Compound-specific radiocarbon analysis as new tool to investigate C-dynamics in sustainable agriculture

化合物特异性放射性碳分析作为研究可持续农业碳动态的新工具

• 批准号: 2266711
• 金额: --
• 依托单位: University of Bristol
• 依托单位国家: 英国
• 项目类别: Studentship
• 财政年份: 2019
• 资助国家: 英国
• 起止时间: 2019 至 无数据
• 项目状态: 已结题
• 来源: https://gtr.ukri.org/projects?ref=studentship-2266711
• 关键词: Compound; specific; radiocarbon; analysis; new

Agriculture intensification is a key source of anthropogenic carbon dioxide, in turn contributing to global warming and climate change. Whilst numerous agricultural practices aim to improve productivity, such as ploughing or use of inorganic fertilizers, they also disrupt natural carbon storage mechanisms. Causing mineralisation of the organic matter to carbon dioxide, then emitted to the atmosphere. Carbon sequestration in agricultural soils represents a vital opportunity to recover soil organic matter and combat anthropogenic carbon dioxide emissions. As such the UK has joined the 4 pour mille initiative which aims to increase carbon storage in agricultural soils by 0.4% per year. To achieve this goal the current amount of carbon stored must be quantified and the mechanisms driving soil organic matter storage must be understood. Recently, the view that compounds possess an intrinsic recalcitrance, due to their molecular properties, has been fundamentally questioned. Instead current research has postulated that biological and physico-chemical stabilisation mechanisms are responsible for long term persistence. However, this stabilisation may vary between biochemical classes and locations. The project will utilise the long term experiments conducted at Rothamstead Research, studying both fresh and archived soils. Highly developed fractionation methods will be used to isolate and quantify characteristic target compounds. These fractions will also be purity checked using high field NMR approach pioneered at the University of Bristol. Additionally, 14C measurements using the University of Bristol radiocarbon accelerator will be used to determine the turnover rates of these target compounds and elucidate how these rates are dependent on the biological or physico-chemical protection mechanisms versus their intrinsic recalcitrance. Selection of these target compounds will be in collaboration with Rothamsted Research, as this mechanistic understanding will contribute to development of the RothC model, as well as informing agricultural management decisions aiming to improve agricultural sustainability.

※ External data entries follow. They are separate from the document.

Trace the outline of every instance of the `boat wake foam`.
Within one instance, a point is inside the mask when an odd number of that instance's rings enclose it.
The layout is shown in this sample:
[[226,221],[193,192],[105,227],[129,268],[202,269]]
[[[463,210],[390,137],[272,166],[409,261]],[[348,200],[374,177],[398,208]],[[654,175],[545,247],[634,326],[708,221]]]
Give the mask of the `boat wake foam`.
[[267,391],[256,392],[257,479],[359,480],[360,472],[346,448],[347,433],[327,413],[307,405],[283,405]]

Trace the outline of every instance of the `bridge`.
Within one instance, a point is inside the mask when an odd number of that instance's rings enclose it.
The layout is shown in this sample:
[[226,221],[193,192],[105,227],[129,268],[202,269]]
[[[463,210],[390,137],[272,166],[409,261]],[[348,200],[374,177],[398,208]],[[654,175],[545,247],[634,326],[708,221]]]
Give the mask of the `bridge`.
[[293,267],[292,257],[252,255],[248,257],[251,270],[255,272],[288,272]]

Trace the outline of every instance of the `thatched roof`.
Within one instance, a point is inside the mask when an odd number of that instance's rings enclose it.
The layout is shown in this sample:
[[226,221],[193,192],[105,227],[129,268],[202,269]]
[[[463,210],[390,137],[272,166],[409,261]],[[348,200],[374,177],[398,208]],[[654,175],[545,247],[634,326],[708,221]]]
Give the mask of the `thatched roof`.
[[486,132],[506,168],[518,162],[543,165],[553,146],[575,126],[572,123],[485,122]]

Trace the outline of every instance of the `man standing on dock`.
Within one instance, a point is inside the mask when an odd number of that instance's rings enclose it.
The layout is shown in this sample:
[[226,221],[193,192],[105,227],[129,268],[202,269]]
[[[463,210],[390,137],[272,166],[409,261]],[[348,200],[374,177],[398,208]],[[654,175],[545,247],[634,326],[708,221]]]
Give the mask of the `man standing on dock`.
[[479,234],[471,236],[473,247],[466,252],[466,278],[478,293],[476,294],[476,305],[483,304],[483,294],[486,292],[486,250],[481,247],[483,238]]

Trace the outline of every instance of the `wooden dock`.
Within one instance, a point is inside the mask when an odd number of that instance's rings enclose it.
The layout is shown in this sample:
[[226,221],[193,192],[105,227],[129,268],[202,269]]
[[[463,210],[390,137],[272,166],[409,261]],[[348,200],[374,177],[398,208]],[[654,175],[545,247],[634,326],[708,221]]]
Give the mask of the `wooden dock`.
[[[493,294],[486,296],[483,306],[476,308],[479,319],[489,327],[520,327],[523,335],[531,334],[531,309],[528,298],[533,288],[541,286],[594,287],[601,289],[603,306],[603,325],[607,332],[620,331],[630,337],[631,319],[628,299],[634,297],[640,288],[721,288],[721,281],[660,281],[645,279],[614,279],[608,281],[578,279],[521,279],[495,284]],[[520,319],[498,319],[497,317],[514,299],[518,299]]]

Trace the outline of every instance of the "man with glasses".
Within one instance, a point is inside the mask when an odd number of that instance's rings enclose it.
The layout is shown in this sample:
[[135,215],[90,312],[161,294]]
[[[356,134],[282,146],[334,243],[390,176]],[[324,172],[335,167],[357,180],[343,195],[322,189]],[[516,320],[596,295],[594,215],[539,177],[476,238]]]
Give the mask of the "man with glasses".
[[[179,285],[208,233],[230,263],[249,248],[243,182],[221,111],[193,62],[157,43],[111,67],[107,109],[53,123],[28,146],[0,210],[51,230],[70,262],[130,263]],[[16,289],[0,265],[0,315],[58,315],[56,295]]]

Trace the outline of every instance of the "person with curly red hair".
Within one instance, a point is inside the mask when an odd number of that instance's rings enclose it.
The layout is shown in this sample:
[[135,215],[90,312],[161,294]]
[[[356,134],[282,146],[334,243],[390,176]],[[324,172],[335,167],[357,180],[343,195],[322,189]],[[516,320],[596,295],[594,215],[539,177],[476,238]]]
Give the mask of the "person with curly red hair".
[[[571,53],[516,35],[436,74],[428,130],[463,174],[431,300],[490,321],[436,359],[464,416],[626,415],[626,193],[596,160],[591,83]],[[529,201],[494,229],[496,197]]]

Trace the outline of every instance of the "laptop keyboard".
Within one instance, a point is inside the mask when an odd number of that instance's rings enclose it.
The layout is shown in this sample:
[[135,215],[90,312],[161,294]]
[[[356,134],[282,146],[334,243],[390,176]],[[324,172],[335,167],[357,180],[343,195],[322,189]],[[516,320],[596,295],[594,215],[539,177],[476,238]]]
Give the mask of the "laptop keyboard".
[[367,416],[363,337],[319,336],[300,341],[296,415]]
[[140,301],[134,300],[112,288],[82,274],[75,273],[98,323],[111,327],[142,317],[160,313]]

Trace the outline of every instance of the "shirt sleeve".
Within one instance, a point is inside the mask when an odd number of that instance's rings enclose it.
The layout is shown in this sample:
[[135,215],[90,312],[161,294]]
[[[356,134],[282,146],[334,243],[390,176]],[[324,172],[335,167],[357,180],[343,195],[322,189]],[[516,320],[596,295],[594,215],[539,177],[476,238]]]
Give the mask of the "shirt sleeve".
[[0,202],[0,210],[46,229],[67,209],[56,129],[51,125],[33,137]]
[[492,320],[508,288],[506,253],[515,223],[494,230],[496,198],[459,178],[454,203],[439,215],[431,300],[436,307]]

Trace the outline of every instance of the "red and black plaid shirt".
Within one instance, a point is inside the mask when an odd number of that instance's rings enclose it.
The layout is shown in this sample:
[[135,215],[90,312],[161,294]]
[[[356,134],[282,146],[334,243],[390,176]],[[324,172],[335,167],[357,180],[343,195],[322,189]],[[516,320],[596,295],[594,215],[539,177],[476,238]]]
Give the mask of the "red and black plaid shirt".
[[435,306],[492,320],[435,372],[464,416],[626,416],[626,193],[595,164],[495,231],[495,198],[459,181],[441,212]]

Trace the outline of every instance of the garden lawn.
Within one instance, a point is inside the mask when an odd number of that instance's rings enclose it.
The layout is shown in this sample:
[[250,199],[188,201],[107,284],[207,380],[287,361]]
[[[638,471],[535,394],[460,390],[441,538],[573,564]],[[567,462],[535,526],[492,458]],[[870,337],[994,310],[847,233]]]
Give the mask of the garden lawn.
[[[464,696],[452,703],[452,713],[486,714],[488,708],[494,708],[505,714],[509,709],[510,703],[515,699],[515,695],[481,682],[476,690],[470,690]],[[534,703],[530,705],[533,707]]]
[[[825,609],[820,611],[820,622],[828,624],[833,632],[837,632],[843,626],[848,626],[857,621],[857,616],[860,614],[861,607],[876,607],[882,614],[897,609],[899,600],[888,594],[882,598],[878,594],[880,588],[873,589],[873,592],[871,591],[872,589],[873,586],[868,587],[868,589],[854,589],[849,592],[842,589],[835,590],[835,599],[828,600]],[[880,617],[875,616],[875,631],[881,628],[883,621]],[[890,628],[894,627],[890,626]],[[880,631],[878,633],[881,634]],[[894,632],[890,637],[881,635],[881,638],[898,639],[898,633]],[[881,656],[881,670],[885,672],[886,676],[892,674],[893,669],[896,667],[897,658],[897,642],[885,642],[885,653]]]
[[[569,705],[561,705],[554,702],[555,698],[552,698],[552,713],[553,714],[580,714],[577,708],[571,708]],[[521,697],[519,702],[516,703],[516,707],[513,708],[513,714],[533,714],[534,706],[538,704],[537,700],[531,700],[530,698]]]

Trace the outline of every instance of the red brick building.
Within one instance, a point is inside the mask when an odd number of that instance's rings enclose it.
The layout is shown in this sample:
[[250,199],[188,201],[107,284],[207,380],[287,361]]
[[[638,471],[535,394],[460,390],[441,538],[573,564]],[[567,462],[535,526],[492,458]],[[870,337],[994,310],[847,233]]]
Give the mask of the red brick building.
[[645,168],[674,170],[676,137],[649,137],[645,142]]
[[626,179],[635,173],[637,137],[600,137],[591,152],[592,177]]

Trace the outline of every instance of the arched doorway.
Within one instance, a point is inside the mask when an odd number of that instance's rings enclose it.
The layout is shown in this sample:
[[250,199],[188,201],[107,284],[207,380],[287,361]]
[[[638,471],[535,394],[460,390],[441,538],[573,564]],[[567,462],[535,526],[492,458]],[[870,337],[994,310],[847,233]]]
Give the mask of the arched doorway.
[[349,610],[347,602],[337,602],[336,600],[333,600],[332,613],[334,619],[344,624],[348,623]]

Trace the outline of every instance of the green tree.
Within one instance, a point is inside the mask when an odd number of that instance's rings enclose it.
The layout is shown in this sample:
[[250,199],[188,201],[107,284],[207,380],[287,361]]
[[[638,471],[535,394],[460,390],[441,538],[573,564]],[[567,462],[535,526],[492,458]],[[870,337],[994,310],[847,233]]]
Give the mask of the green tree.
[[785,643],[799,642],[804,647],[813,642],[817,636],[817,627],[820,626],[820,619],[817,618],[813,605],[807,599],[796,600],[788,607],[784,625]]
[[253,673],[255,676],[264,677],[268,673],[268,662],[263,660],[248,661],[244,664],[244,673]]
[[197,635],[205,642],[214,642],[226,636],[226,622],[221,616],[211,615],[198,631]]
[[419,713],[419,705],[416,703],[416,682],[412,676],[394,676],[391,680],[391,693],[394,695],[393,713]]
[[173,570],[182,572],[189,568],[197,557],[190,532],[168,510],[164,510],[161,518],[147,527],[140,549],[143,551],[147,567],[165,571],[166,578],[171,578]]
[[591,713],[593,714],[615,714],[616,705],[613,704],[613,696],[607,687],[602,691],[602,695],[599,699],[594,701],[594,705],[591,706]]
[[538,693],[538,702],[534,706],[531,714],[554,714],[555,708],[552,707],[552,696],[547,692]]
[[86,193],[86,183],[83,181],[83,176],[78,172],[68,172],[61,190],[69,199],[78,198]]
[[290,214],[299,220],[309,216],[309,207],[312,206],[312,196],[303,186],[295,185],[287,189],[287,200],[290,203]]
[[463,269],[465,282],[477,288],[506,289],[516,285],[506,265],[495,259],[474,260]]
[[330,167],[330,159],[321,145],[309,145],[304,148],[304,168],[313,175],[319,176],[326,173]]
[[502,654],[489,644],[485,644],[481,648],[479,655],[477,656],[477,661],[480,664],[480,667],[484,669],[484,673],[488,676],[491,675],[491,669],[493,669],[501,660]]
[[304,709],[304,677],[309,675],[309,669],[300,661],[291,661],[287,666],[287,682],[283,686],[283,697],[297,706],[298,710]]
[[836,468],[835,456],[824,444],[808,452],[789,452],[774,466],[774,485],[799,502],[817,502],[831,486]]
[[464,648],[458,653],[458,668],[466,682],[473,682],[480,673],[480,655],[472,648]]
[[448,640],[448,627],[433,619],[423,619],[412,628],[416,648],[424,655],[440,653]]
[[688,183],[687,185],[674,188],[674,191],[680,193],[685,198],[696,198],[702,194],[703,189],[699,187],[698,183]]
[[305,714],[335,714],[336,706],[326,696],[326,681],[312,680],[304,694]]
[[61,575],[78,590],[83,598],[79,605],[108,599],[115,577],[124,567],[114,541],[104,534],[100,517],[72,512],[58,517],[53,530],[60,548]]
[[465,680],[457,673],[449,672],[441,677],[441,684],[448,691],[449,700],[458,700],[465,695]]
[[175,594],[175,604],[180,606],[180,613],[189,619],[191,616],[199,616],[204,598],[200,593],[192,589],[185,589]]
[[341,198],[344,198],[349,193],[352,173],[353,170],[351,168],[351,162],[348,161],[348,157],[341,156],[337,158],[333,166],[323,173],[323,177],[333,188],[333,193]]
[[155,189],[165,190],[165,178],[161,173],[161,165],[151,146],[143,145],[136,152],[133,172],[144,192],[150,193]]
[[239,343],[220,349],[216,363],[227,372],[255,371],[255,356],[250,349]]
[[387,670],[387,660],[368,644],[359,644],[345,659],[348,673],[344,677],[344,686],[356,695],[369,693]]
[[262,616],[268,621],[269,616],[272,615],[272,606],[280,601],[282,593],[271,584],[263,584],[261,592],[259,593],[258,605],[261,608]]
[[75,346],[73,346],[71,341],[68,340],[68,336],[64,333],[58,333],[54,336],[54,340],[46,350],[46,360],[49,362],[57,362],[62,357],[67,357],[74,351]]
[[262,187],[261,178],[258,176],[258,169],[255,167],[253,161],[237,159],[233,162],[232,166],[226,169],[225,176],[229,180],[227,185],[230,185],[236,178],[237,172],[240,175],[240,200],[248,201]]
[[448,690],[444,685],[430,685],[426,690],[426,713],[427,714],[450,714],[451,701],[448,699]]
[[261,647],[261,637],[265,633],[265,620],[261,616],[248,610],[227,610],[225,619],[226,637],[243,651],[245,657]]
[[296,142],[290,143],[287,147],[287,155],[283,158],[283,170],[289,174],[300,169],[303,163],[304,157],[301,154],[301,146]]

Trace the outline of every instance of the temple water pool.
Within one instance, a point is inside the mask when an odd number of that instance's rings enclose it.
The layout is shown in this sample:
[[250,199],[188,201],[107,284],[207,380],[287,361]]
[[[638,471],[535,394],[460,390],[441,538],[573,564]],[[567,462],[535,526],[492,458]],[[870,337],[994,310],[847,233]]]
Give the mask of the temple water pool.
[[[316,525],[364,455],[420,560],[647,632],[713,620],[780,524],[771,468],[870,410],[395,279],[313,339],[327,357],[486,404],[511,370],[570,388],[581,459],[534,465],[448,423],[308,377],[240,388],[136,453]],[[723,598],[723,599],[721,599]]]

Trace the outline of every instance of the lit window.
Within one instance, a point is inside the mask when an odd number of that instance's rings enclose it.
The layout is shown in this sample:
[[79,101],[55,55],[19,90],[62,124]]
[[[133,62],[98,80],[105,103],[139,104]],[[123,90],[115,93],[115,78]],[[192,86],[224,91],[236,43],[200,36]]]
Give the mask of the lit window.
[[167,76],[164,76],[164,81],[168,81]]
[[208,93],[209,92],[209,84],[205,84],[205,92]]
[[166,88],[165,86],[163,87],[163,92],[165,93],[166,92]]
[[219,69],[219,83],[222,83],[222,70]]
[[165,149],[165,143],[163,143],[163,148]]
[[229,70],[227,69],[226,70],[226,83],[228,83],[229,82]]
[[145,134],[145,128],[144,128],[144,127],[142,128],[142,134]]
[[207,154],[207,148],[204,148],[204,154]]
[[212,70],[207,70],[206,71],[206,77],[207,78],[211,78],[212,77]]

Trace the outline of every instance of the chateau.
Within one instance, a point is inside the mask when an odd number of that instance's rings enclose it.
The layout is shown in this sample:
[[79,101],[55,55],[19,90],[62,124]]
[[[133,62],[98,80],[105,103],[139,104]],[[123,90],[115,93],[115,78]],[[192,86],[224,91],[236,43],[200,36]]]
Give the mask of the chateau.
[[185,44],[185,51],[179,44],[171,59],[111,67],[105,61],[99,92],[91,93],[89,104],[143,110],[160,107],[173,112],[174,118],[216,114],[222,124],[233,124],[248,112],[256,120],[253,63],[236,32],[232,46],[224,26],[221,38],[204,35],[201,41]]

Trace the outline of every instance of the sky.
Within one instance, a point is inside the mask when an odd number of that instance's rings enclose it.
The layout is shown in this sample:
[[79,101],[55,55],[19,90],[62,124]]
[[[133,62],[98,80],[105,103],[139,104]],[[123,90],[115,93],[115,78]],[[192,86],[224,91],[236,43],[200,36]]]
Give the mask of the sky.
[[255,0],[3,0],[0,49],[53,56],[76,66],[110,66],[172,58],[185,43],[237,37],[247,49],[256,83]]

农业集约化是人为二氧化碳的主要来源，进而导致全球变暖和气候变化。虽然许多农业实践旨在提高生产力，例如耕作或使用无机肥料，但它们也破坏了自然碳储存机制。导致有机物矿化为二氧化碳，然后排放到大气中。农业土壤中的碳封存是恢复土壤有机质和对抗人为二氧化碳排放的重要机会。因此，英国加入了 4 pour mille 倡议，旨在每年将农业土壤的碳储存量增加 0.4%。为了实现这一目标，必须量化当前储存的碳量，并且必须了解驱动土壤有机质储存的机制。最近，关于化合物由于其分子特性而具有内在顽抗性的观点受到了根本性的质疑。相反，目前的研究假设生物和物理化学稳定机制是长期持久性的原因。然而，这种稳定性可能因生化类别和地点而异。该项目将利用罗瑟姆斯特德研究中心进行的长期实验，研究新鲜和存档的土壤。高度发达的分馏方法将用于分离和量化特征目标化合物。这些馏分还将使用布里斯托大学首创的高场核磁共振方法进行纯度检查。此外，使用布里斯托大学放射性碳加速器进行的 14C 测量将用于确定这些目标化合物的周转率，并阐明这些周转率如何依赖于生物或物理化学保护机制及其内在顽抗性。这些目标化合物的选择将与 Rothamsted Research 合作，因为这种机制理解将有助于 RothC 模型的开发，并为旨在提高农业可持续性的农业管理决策提供信息。